Logging into the MySQL control panel, phpMyAdmin, the client needs to create a database with a secure name, user name, and password. The user should have all permissions enabled when attached to the database which will allow WordPress to function without an issue. This database information should be stored somewhere safe as this entity will serve to manage all the information passed through the website.
Once a database has been created, it is time to put the information into WordPress and let the script install the website. The client needs to point their browser to their website’s root directory, which is often the domain name that they registered with the provider when subscribing to their service or an IP address provided by the provider upon subscribing.
For instance, if the IP address is 123.456.789, the address to put in the URL bar would be just that. The same applies to a domain name. If the contents of the WordPress archive were placed in a directory, such as /blog/ on the remote server, then the client needs to point the browser to 123.456.789/blog. Going to the correct address will display a WordPress installation page. The client needs to follow the on-screen instructions, input the correct values, and the WordPress script will populate the database with the necessary information to initialize the website for the client.

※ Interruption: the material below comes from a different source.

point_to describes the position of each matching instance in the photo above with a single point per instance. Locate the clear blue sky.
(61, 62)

These are the general steps for how to install WordPress on typical web-hosts, such as GoDaddy. Most modern providers have a control panel and extensive documentation on how to install popular platforms, such as WordPress. Besides web-hosts, there are cloud hosting services, such as Amazon Web Services, which provide clients with more attractive offers: pricing based on usage. The caveat to cloud services is that the servers a client can use is completely blank, so there is a steeper curve to the technical knowledge required using these services.
However, once the initial software stack is established, the installation process is very similar, with the only deviations being that there are no GUIs to aid the customer. The steps above are generalized, so any constraints and documentation highlighting best practices on how to perform some of the steps should be taken into consideration when following this guide. Once WordPress is installed, the website is ready to empower any business or service that the client is aiming to promote through thousands upon thousands of templates, plugins, and tools to extend the platform’s functionality.